An IRT-shaped practice score is not a real IQ test
IntelligenceMax's IRT-shaped practice score resembles item response theory but lacks empirical calibration — here's what it can and can't measure.
IntelligenceMax updates a learner's ability estimate after each answer and displays it on the familiar IQ scale, using math that resembles item response theory: a sigmoid-based probability model, a posterior precision updated via Fisher information, and a capped per-answer delta. The arithmetic is internally consistent, but it rests on a weak foundation — the difficulty and discrimination parameters for each item are assigned by the same AI that generates the question, not fitted from an empirical norming sample.
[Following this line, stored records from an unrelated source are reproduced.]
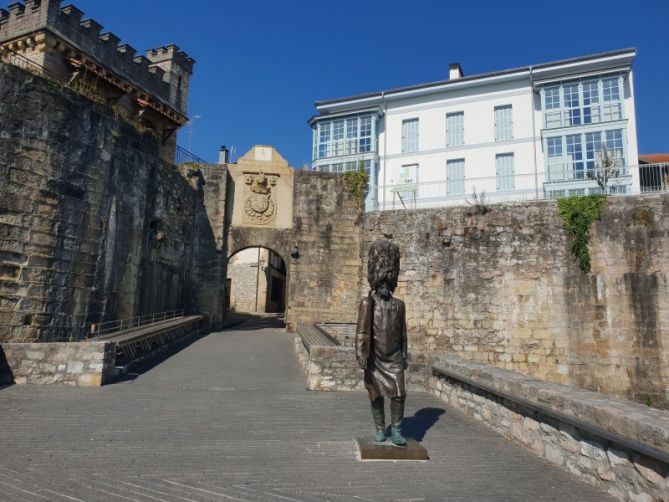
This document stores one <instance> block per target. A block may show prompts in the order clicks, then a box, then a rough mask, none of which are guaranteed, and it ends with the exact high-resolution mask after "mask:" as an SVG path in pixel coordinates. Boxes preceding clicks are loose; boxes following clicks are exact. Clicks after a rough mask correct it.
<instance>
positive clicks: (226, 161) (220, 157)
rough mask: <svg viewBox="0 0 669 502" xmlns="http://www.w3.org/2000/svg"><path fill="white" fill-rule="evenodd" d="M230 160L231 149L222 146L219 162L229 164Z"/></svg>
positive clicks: (224, 145)
mask: <svg viewBox="0 0 669 502" xmlns="http://www.w3.org/2000/svg"><path fill="white" fill-rule="evenodd" d="M229 160H230V150H228V149H227V148H226V146H225V145H223V146H222V147H221V151H220V152H218V163H219V164H227V163H228V162H229Z"/></svg>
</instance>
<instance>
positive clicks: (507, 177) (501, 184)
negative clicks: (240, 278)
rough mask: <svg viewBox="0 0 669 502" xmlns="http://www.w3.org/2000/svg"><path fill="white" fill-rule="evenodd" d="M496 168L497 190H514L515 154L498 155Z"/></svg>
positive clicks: (510, 153)
mask: <svg viewBox="0 0 669 502" xmlns="http://www.w3.org/2000/svg"><path fill="white" fill-rule="evenodd" d="M495 168H496V171H497V190H500V191H501V190H513V189H514V188H515V176H514V167H513V154H512V153H502V154H498V155H496V156H495Z"/></svg>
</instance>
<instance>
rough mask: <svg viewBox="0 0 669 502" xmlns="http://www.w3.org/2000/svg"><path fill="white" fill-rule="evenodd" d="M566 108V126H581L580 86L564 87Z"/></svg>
mask: <svg viewBox="0 0 669 502" xmlns="http://www.w3.org/2000/svg"><path fill="white" fill-rule="evenodd" d="M562 93H563V96H564V108H565V112H566V113H565V124H564V125H566V126H574V125H581V100H580V93H579V84H578V83H574V84H568V85H564V86H563V87H562Z"/></svg>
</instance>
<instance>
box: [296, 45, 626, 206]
mask: <svg viewBox="0 0 669 502" xmlns="http://www.w3.org/2000/svg"><path fill="white" fill-rule="evenodd" d="M635 56H636V50H635V49H622V50H618V51H612V52H607V53H603V54H596V55H591V56H584V57H578V58H573V59H568V60H563V61H556V62H551V63H542V64H537V65H531V66H525V67H521V68H514V69H510V70H503V71H497V72H491V73H484V74H479V75H473V76H467V77H465V76H464V75H463V73H462V69H461V67H460V65H459V64H453V65H451V67H450V75H449V79H448V80H444V81H439V82H432V83H427V84H420V85H413V86H407V87H401V88H397V89H389V90H386V91H380V92H374V93H369V94H363V95H360V96H351V97H345V98H337V99H329V100H324V101H318V102H317V103H316V110H317V115H315V116H314V117H312V118H311V119H310V120H309V125H310V126H311V128H312V130H313V155H312V159H313V160H312V168H313V169H315V170H321V171H333V172H343V171H349V170H355V169H360V168H361V167H362V168H364V169H365V170H366V171H367V173H368V175H369V179H370V182H369V190H368V195H367V202H366V208H367V210H368V211H370V210H376V209H391V208H398V207H410V206H412V204H414V205H416V206H415V207H418V205H421V204H423V203H426V202H427V203H428V205H448V204H450V203H463V202H464V199H465V198H466V197H468V196H471V194H472V192H473V191H474V190H476V191H477V192H478V193H480V192H481V191H484V190H485V192H486V197H487V198H488V199H489V200H490V199H503V200H514V199H525V198H544V197H557V196H562V195H576V194H586V193H593V192H595V191H596V190H597V189H598V188H597V184H596V182H595V181H594V180H593V179H591V177H590V176H588V173H589V172H591V171H592V168H593V166H594V163H595V156H596V152H597V151H598V150H599V148H600V146H601V145H602V144H604V145H606V146H607V147H608V149H609V150H613V151H615V152H616V154H617V155H618V156H619V157H620V158H622V159H623V164H624V167H623V170H622V173H621V175H620V176H619V177H618V179H617V180H616V182H615V183H616V186H615V188H614V191H616V192H619V193H635V192H638V191H639V174H638V172H637V171H634V170H632V169H629V166H630V165H632V164H636V163H637V158H638V151H637V139H636V115H635V109H634V82H633V72H632V63H633V61H634V58H635ZM418 202H420V203H421V204H418ZM431 202H443V204H440V203H436V204H431ZM424 205H425V204H424Z"/></svg>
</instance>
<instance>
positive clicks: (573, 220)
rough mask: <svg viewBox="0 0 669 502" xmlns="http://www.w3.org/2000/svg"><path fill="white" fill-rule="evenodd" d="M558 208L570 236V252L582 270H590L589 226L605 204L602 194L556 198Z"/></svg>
mask: <svg viewBox="0 0 669 502" xmlns="http://www.w3.org/2000/svg"><path fill="white" fill-rule="evenodd" d="M557 204H558V210H559V211H560V215H561V216H562V218H563V219H564V229H565V230H566V231H567V233H568V234H569V235H570V237H571V241H572V242H571V252H572V253H573V254H574V256H576V258H577V259H578V264H579V266H580V267H581V270H583V272H590V251H589V250H588V243H589V241H590V226H591V225H592V223H593V222H595V221H596V220H599V219H600V218H601V216H602V212H603V211H604V207H605V206H606V197H605V196H603V195H586V196H583V197H567V198H564V199H558V201H557Z"/></svg>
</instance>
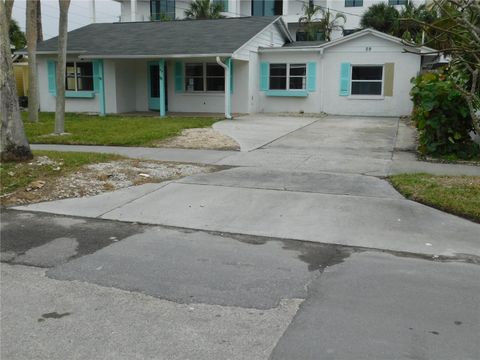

This distinction matters for engineers. Calling the update 'IRT-style' only describes the logistic form of the equation; it does not establish that an item labeled difficulty 115 behaves like a 115 on a validated instrument. A separate confidence-calibration score the product reports — a Brier-style measure of stated confidence versus correctness — also does not validate item difficulty or the ability estimate itself.
Within those limits, the estimate can usefully drive an adaptive practice loop: reacting consistently to surprising answers and selecting questions near the current estimate. But it cannot support claims of a clinical Full Scale IQ, a lasting change in general intelligence, or transfer to school or work performance. The commercial brain-training literature shows gains concentrated in trained tasks and close relatives, with broad transfer claims holding up poorly against active control groups. Genuine empirical calibration would require binning responses by predicted probability, reporting sample counts and Brier score or log loss, and using stable, reusable items for item-level residual analysis — a nontrivial challenge when most items are generated one-off.